Harper's Ferry National Historical Park and Gettysburg National Military Park have been named two of the ten most endangered Civil War battlefields by the Civil War Preservation Trust, a 70,000-member strong battlefield preservation group.
The ten battlefields cited by the group face a range of threats, from development pressures and neglect to mining and damage from hurricanes.
"The Civil War was the most tragic conflict in American history," says James Lighthizer, president of the trust. "For four long years, North and South clashed in hundreds of battles and skirmishes that sounded the death knell of slavery."
Despite that toll and moment in U.S. history, "nearly 20 percent of America's Civil War battlefields have already been destroyed -- denied forever to future generations," he adds.
Joining Harper's Ferry and Gettysburg on the list are battlefields at Spring Hill, Tennessee; Cedar Creek, Virginia; Fort Morgan, Alabama; Iuka, Mississippi; Marietta, Georgia; New Orleans Forts, Louisiana; Northern Piedmont, Maryland, Pennsylvania and Virginia, and; Petersburg, Virginia.
The Harper's Ferry battlefield is threatened by a variety of issues, the most serious of which is a development that encroaches on the battlefield.

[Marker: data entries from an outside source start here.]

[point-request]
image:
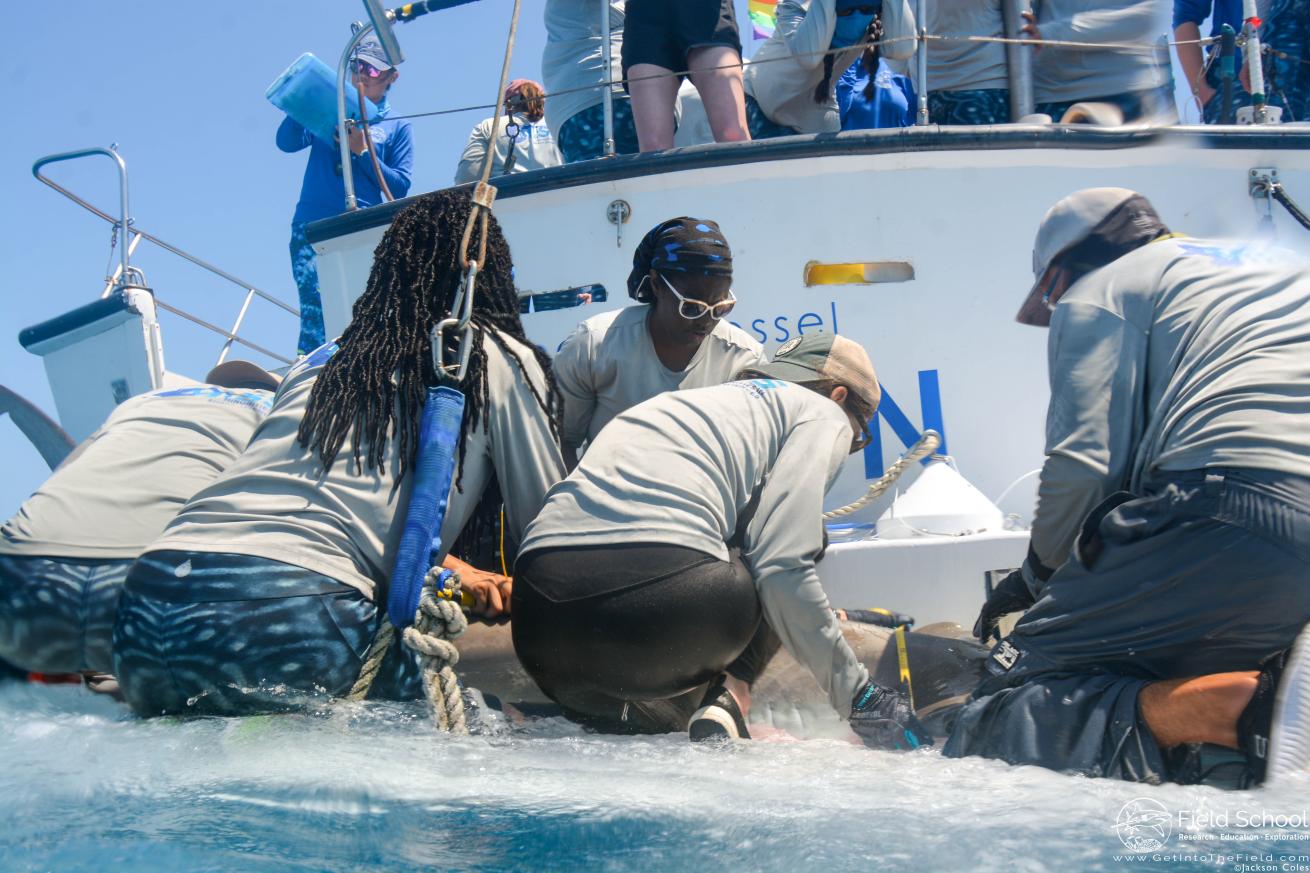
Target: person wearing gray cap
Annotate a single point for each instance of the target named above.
(64, 555)
(381, 165)
(1167, 582)
(664, 570)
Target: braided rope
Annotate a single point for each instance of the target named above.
(438, 621)
(918, 451)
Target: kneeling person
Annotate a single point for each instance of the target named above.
(684, 547)
(64, 555)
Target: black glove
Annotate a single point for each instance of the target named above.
(1010, 595)
(883, 718)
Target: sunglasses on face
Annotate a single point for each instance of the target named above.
(694, 310)
(368, 70)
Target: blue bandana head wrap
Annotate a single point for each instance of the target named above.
(679, 245)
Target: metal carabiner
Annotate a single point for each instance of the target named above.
(453, 371)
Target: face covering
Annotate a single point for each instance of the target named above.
(850, 29)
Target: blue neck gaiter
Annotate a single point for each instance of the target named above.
(850, 29)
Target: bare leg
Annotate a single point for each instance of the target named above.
(1197, 711)
(717, 74)
(653, 105)
(742, 692)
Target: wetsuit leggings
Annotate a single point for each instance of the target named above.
(1205, 572)
(626, 639)
(233, 635)
(56, 615)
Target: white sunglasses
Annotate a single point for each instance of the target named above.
(694, 310)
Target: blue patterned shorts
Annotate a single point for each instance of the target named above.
(304, 269)
(58, 615)
(975, 106)
(582, 138)
(232, 635)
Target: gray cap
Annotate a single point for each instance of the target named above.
(370, 50)
(241, 374)
(825, 355)
(1066, 224)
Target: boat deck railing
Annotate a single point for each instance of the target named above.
(127, 236)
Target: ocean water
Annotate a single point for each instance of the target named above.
(366, 787)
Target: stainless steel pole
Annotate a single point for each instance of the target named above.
(921, 59)
(1018, 60)
(123, 218)
(343, 140)
(607, 53)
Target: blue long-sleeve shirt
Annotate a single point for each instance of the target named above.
(1225, 12)
(322, 192)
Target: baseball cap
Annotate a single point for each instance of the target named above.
(370, 50)
(241, 374)
(825, 355)
(1064, 226)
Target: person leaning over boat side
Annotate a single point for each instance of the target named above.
(533, 143)
(664, 37)
(322, 193)
(673, 338)
(1287, 30)
(573, 68)
(684, 547)
(791, 80)
(1203, 70)
(263, 590)
(968, 81)
(64, 555)
(1170, 557)
(1136, 80)
(873, 101)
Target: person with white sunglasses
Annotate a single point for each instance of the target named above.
(676, 336)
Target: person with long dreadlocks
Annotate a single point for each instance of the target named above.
(263, 593)
(791, 80)
(673, 338)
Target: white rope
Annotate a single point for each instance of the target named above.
(918, 451)
(438, 621)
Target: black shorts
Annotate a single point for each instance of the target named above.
(662, 32)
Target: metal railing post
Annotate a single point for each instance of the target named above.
(1018, 60)
(123, 218)
(607, 53)
(921, 60)
(347, 176)
(236, 327)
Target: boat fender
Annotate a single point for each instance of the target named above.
(421, 540)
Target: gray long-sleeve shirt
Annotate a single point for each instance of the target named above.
(278, 502)
(966, 66)
(681, 469)
(609, 365)
(129, 479)
(1061, 75)
(1179, 355)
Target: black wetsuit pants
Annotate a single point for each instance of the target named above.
(1204, 572)
(626, 639)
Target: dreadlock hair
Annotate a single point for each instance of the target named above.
(529, 100)
(873, 54)
(375, 386)
(869, 58)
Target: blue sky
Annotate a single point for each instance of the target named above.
(180, 88)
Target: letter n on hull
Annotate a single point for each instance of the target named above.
(891, 413)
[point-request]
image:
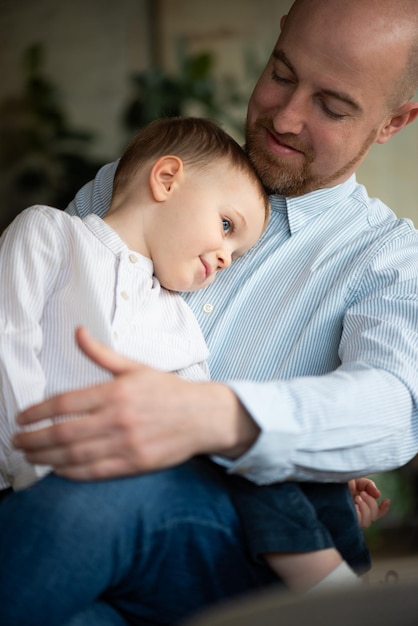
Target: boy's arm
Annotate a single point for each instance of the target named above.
(27, 263)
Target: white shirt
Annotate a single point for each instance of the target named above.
(316, 330)
(58, 272)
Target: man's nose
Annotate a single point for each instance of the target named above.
(290, 116)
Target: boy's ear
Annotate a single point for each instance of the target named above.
(165, 174)
(405, 115)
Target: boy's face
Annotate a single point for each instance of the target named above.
(214, 217)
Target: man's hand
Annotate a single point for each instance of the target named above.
(140, 421)
(366, 495)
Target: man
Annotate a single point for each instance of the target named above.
(315, 328)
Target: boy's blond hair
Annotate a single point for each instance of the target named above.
(197, 141)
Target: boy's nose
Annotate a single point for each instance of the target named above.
(224, 259)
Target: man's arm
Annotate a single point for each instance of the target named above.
(140, 421)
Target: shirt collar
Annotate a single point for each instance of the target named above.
(114, 243)
(302, 209)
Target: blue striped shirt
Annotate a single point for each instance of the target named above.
(316, 330)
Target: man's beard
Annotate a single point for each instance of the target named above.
(282, 178)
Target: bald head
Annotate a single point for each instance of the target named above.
(388, 28)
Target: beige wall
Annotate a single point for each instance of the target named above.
(93, 46)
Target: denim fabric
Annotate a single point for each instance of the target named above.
(300, 517)
(155, 548)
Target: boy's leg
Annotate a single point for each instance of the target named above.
(155, 548)
(335, 509)
(98, 614)
(303, 540)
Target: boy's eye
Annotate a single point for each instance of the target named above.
(226, 225)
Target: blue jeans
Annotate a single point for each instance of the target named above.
(147, 550)
(300, 517)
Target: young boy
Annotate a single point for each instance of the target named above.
(185, 203)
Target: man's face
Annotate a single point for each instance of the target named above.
(318, 106)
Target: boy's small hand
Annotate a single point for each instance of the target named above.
(366, 495)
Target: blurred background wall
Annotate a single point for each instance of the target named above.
(79, 76)
(76, 74)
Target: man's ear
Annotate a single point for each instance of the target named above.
(165, 174)
(405, 115)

Last August a developer bulldozed two 1,900-foot-long trenches across the park's landscape to extend utility lines to a proposed subdivision.
"Now, thanks to this illegal construction, the same developers are proposing a massive development along the ridge line," the Civil War Trust says.
At the National Parks Conservation Association, Senior Regional Director Joy Oakes says too much history is at stake for the development to be allowed to infringe on the park.
"For decades, leaders from West Virginia and across the country have worked together to protect America's Civil War, civil rights, and industrial history at Harper's Ferry," she says. "As a result, nearly 3,745 acres of land is protected in a landscape of remarkable beauty. But, Harper's Ferry NHP is threatened today by an ill-advised proposal to develop approximately 640 acres of private land virtually surrounded by the park.
"A proposed annexation and rezoning under review by Charles Town, West Virginia, would allow incompatible, intensive development on high-value historic lands, undermining the millions of dollars in federal, state, and private investments made to preserve the park for this and future generations," adds Oakes.
At Gettysburg, while a proposed 5,000-slot gambling establishment proposed to be built just a mile from the battlefield was halted, subdivisions are slowly closing in on the battlefield. According to the Gettysburg Times, an estimated 1,100 homes are either already under construction near the battlefield or soon will be, and there's the prospect of another 20,000 homes to be built in the not-too-distant future.